Noah Cincinnati

Noah Cincinnati PhotoNoah Cincinnati, Ph.D.

Position: Associate Professor of History, Northern Virginia Community College

Field: Higher Education

Thesis: “‘Health Here—Heaven Here!’: Eugenics and the Advocacy of Extermination in New York, 1900-1945.” Received Joseph C. Vance Award for Excellence in Historical Research.

Graduated: 2005

I was intent on majoring in history upon my arrival as a freshman in the early autumn of 2001. My decision to ultimately pursue a Ph.D. in the same field and become a professor of history was a direct result of my experiences as a history major at UMW. Two of our core practices in the historical profession—teaching and historical research—were both introduced to me in the department. First and foremost, I benefited from studying under dedicated professors. In particular, I found my intellectual curiosity sparked and challenged by Professors Jeffrey McClurken, Claudine Ferrell, Porter Blakemore, and William Crawley. Their mastery of their fields of expertise, the ways they constructed narratives, and their ability to push students to complicate their historical understandings were inspirational. As my years of study progressed, I found myself increasingly wanting to both replicate their teaching models while also crafting my own identity as an educator.

My turning point towards pursuing a Ph.D. in history was taking a course on the History of Gilded Age America with Professor Ferrell. My assumptions that few significant developments occurred in the United States from 1865 to 1900 were quickly destroyed. I found myself captivated by a period of history that witnessed tremendous social unrest, anxiety, violence, and economic and demographic transformations. It was in this course that I first encountered little-understood groups of intellectuals, scientists, and concerned elites who struggled to grasp modernity and attempted to cultivate a world insulated from the sweeping changes of industrial capitalism, urbanization, and global migration. I began asking questions about how these groups of anxious elites dealt with the changes wrought by modernity in the United States, and more broadly, the world. I pursued preliminary answers through my senior thesis on the eugenics movement during the turn of the twentieth century. One of the special opportunities in UMW’s history department is the conducting of original historical research. My undergraduate training taught me to seek out new archives, utilize original sources through unconventional methods, and construct narratives to produce new bodies of knowledge and reveal previously unknown stories. The answers I sought in my senior thesis only led to more questions about the broader American anxieties concerning the disappearance of wild species and wild places in the face of global capitalism, imperialism, and modernity at the dawn of the twentieth century.
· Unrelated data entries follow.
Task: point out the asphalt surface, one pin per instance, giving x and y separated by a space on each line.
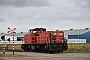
46 56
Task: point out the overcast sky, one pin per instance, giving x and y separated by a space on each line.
51 14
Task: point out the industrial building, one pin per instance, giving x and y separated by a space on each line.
17 36
72 35
78 35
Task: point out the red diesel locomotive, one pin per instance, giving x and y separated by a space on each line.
38 39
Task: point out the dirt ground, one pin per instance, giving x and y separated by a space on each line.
46 56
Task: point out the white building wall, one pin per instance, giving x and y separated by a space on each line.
11 38
76 41
11 42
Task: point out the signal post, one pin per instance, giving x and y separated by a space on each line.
13 33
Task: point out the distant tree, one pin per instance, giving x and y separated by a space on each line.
3 37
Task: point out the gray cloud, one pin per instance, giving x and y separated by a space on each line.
24 3
83 3
61 14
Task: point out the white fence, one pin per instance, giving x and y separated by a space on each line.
69 41
76 41
11 42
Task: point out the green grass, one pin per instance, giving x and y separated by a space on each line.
72 48
10 55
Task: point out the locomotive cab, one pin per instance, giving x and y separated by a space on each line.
38 39
37 30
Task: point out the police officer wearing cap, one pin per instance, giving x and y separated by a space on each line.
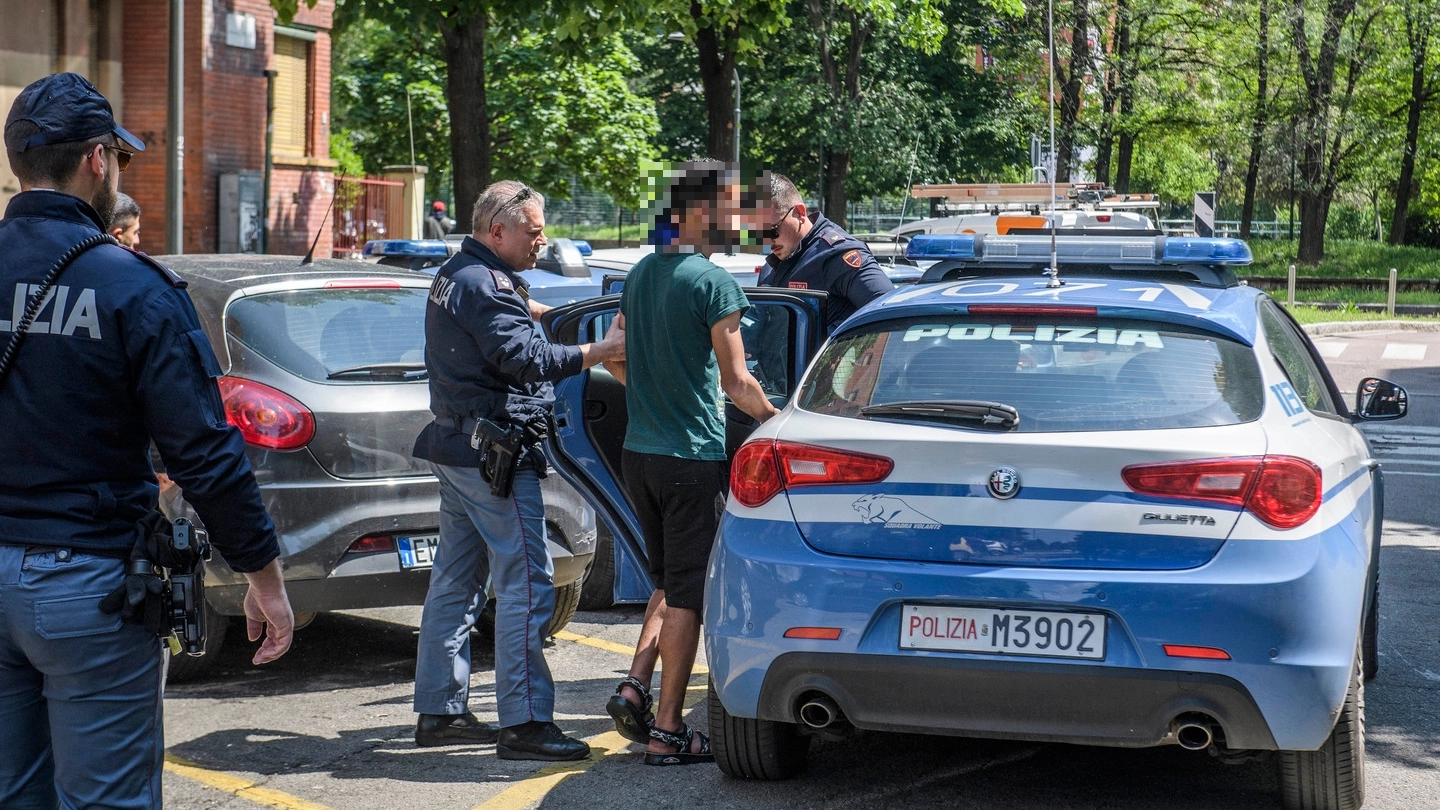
490 375
812 252
113 359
I carried those questions with me to the Johns Hopkins University where I completed a dissertation on the early-twentieth-century birth of the international wildlife protection movement and its hidden relationships with global capitalism, imperialism, smuggling, and species extinction—a dissertation that really began in the classrooms of Monroe Hall years earlier. The skills I had learned at UMW became integral to my Ph.D. pursuit and continue to be critical to my career as a professor at Northern Virginia Community College. In my current capacity as a teacher and scholar of United States, environmental, and international histories, I hope to inspire and challenge the next generation of students as I was at UMW. In my second year I was nominated for the college-wide Faculty of the Year Award, a testament of my professors at UMW. Even now, I find myself continually reexamining those original questions I developed in Professor Ferrell’s class. Nearly ten years later, they continue to push me.